Bien es cierto que su sonido se hizo más suave, pero no siempre, más comercial, pero nunca aburrido, más mass media, pero igual de rebeldes y críticos. La obra maestra que siguió a la desaparición de Edwards, Everything Must Go, dejó a todos boquiabiertos, para bien y para mal. Los Manics se consagraron con esta obra. Tal así fue, que lograron con This is my Truth, Tell me Yours llegar al número uno con el título más largo que jamás llegó a ese puesto: “If You Tolerate This, then Your Children Will be Next”. Título dolorosamente palpable, que va más allá de su referencia a la Guerra Civil Española, y que debería estar en boca de todos hoy día; tal es la idiosincrasia de los Manics. Con este álbum, y sin estar entre los primeros grupos que se nombraban a la hora de hacer una lista delos grupos más Britpop, los Manics firmaban el fin de la primera oleada de este movimiento con la inclusión de elementos electrónicos y letras introspectivas, y atmósfera a veces pesimista, al menos en apariencia. Los siguientes álbumes han sido éxito de crítica y ventas, quizá con un bache con Lifeblood, que sin embargo incluye grandísimos himnos como “Let Robeson Sing”, que, por supuesto, está en National Treasures.


 Pero el rock no sabe de cifras, ni de las opiniones de otros vendidas como verdades absolutas, así que si no nos basta con escuchar el álbum en casa o en tu local favorito, buena idea es ir a comprobar cómo suena tu banda favorita, aunque haya que atravesar el país entero, como es el caso. El escenario de Razzmatazz tiene como fondo una cortina, en la que aparece proyectada la chica del recopilatorio que promocionan en esta gira, fotos de la última sesión de Marilyn Monroe, dos banderas de Gales, dos figuras humanas hechas con minúsculos espejos. La banda invade el escenario y tras una mínima presentación y casi a traición, “Motorcycle Emptiness” a la que le sigue “Your Love Alone is not Enough”. El tipo duro que estaba a nuestra izquierda ha pasado de tener cara de pocos amigos a gritar como una damisela y ahora mismo luce una sonrisa angelical. El público les brinda una gran bienvenida, no hay duda. A cada tema que interpretan, van ganando más presencia en el escenario, y sin duda (y no debería ser una sorpresa) son los temas más rápidos y más enérgicos los que el grupo maneja con más soltura si cabe y conectan más con el público, especialmente “Revol” o “Motown Junk”, y por supuesto “You Love Us”.  No sólo más soltura, sino que además, la banda salta y se mueve por el escenario corriendo como si nada, en una especie de coreografía no escrita; la furia y la rebeldía, no se apaga fácilmente. Los temas más tranquilos nos confirman el sello personalísimo y el poderío vocal de James. El público sigue una a una las letras con pasión, señal de que llevan en sí un mensaje universal y trascendente. La banda se despide con “If YouTolerate This…”, dando gracias a la ciudad por la inspiración en la letra del tema, y con Richey en el recuerdo.
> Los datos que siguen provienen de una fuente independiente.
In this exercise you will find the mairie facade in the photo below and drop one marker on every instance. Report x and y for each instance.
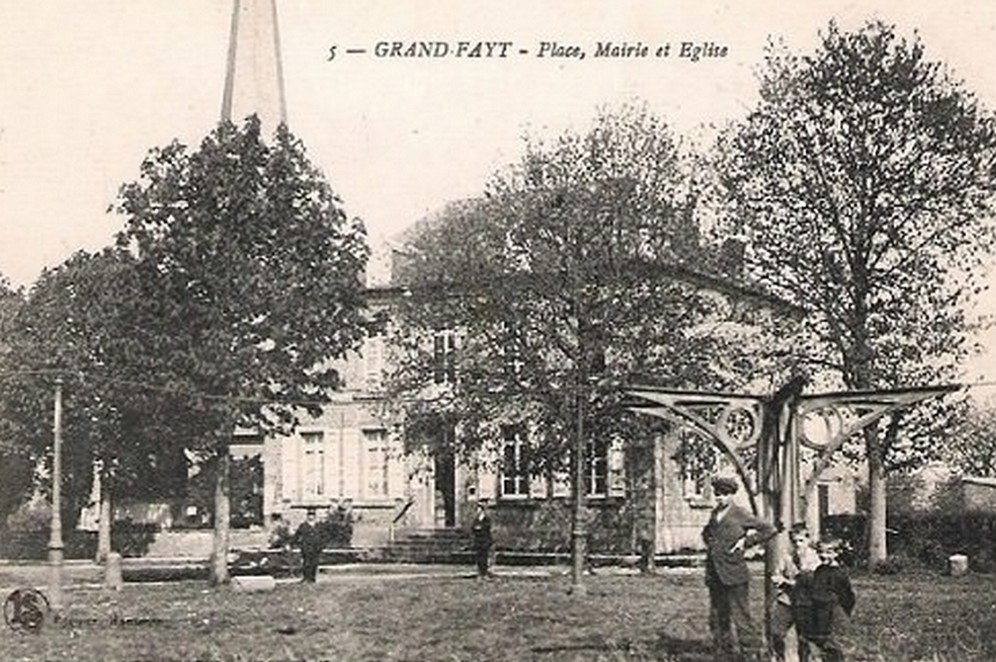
(639, 492)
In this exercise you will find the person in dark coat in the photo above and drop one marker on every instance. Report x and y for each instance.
(309, 539)
(793, 605)
(480, 531)
(832, 603)
(730, 531)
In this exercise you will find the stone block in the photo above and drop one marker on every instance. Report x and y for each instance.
(254, 584)
(957, 565)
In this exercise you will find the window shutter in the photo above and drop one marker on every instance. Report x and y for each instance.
(617, 468)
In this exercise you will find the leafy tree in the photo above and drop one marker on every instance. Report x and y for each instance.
(251, 273)
(862, 181)
(580, 269)
(16, 468)
(78, 326)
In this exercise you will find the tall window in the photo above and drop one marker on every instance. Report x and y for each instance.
(596, 476)
(515, 462)
(314, 464)
(373, 362)
(377, 465)
(444, 357)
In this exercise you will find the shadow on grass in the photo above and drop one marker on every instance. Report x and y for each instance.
(665, 647)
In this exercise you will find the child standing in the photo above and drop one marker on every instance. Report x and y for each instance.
(792, 601)
(833, 601)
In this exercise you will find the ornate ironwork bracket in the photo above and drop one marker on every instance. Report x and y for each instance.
(827, 420)
(732, 422)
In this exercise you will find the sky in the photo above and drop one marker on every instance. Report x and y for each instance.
(87, 88)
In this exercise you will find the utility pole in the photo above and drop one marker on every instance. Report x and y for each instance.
(55, 546)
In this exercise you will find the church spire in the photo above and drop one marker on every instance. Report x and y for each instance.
(254, 79)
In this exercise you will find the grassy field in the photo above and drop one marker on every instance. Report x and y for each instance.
(384, 617)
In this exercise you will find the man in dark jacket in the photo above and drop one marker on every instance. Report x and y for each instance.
(480, 531)
(730, 531)
(310, 540)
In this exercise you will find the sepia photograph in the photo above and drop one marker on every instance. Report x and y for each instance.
(442, 330)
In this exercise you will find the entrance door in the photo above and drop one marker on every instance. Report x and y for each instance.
(445, 474)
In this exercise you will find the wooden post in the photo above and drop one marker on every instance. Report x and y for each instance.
(55, 546)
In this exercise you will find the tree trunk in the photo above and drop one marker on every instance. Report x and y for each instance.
(877, 546)
(222, 514)
(104, 523)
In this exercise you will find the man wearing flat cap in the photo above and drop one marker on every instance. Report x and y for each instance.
(730, 531)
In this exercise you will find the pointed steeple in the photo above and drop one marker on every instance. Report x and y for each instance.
(254, 79)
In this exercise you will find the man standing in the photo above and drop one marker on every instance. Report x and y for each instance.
(480, 531)
(730, 531)
(310, 540)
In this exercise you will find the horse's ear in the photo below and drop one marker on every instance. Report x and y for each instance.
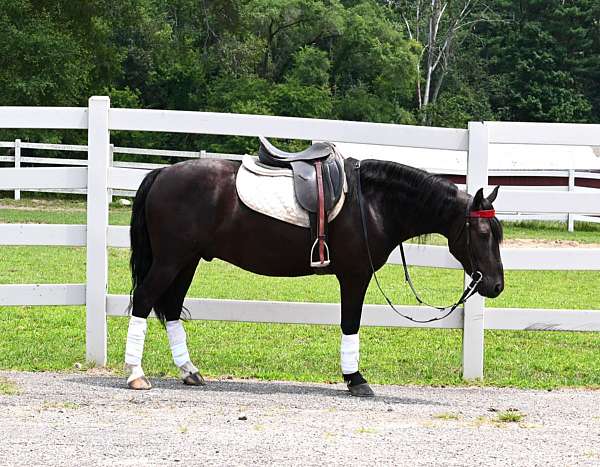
(477, 199)
(493, 194)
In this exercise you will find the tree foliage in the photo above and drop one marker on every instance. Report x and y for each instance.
(434, 62)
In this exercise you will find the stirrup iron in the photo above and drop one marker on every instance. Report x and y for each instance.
(326, 260)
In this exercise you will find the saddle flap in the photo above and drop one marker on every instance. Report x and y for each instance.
(305, 183)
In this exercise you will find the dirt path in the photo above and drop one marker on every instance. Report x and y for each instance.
(87, 419)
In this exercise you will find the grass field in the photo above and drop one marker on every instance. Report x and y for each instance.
(52, 338)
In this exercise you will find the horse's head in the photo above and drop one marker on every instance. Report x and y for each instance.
(476, 244)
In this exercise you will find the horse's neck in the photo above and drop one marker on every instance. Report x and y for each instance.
(426, 219)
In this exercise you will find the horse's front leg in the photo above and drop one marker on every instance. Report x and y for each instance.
(352, 290)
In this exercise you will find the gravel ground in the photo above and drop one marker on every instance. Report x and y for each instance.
(89, 418)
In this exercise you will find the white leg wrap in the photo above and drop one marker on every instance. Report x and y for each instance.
(177, 340)
(135, 372)
(349, 353)
(135, 341)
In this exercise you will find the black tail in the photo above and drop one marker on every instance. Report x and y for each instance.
(141, 251)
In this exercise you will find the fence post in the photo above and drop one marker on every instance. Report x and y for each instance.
(473, 328)
(570, 217)
(17, 164)
(97, 228)
(111, 159)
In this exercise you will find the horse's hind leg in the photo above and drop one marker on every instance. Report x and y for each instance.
(169, 306)
(156, 282)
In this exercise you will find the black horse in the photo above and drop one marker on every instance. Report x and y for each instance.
(191, 211)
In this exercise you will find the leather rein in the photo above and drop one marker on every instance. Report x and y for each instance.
(476, 276)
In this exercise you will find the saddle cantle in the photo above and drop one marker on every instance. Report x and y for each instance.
(318, 175)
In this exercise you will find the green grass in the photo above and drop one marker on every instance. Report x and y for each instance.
(52, 338)
(510, 416)
(8, 388)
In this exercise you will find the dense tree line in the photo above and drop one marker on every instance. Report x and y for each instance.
(529, 60)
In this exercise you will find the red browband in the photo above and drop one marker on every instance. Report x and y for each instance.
(486, 214)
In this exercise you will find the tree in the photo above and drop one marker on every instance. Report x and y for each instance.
(440, 27)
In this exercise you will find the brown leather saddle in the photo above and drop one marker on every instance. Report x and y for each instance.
(318, 174)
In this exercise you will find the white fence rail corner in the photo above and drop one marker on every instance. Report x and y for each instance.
(99, 176)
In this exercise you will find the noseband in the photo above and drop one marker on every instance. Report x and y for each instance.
(476, 276)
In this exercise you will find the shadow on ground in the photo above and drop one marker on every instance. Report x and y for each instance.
(252, 387)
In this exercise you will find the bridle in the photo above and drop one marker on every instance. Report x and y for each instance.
(476, 276)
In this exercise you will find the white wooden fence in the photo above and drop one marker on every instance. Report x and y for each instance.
(18, 159)
(99, 177)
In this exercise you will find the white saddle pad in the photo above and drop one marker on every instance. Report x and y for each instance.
(271, 192)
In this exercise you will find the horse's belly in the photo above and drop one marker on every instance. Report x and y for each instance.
(262, 245)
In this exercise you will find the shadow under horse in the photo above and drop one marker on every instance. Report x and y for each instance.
(191, 211)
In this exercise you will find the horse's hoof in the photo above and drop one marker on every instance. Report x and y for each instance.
(194, 379)
(139, 384)
(361, 390)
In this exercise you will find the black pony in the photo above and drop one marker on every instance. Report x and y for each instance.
(191, 211)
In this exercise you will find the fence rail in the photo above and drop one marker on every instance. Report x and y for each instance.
(103, 175)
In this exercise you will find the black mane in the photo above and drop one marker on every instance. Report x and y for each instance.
(408, 193)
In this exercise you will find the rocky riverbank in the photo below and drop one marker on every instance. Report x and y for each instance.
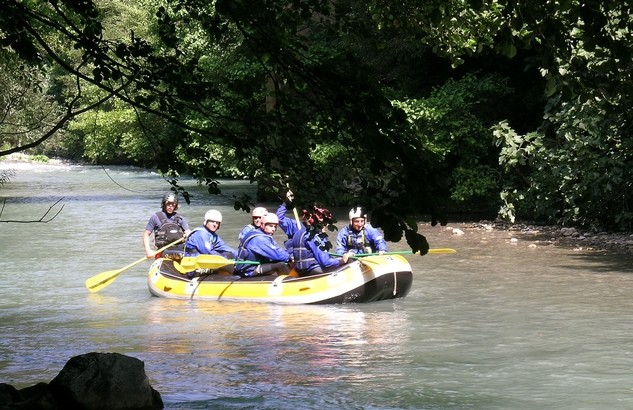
(544, 235)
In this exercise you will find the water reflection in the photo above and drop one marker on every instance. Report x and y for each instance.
(498, 325)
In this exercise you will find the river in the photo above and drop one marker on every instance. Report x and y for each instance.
(498, 325)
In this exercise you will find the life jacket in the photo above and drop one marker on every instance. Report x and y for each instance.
(169, 230)
(303, 256)
(358, 242)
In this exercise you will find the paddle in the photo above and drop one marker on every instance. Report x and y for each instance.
(432, 251)
(103, 279)
(189, 263)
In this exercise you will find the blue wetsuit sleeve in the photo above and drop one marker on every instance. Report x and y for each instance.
(266, 247)
(341, 241)
(322, 256)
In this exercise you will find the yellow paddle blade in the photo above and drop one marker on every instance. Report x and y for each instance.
(103, 279)
(442, 250)
(189, 263)
(100, 281)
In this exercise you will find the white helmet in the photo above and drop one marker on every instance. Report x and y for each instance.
(357, 212)
(213, 215)
(259, 211)
(270, 219)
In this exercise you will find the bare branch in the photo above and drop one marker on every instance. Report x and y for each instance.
(42, 218)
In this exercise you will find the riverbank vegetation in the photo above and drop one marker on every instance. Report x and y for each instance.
(490, 108)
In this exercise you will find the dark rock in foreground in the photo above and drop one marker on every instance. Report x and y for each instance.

Al salir nos encontramos con la banda, y fueron muy amables, rebosantes de humanidad, como era de esperar; tras sus letras de desesperación, injusticia y melancolía, no lo olvidemos, está el mensaje utópico de cómo debería ser el mundo, mostrando qué hemos hecho de él.

De camino al sucio motel, caminamos por las Ramblas, esta vez a propósito.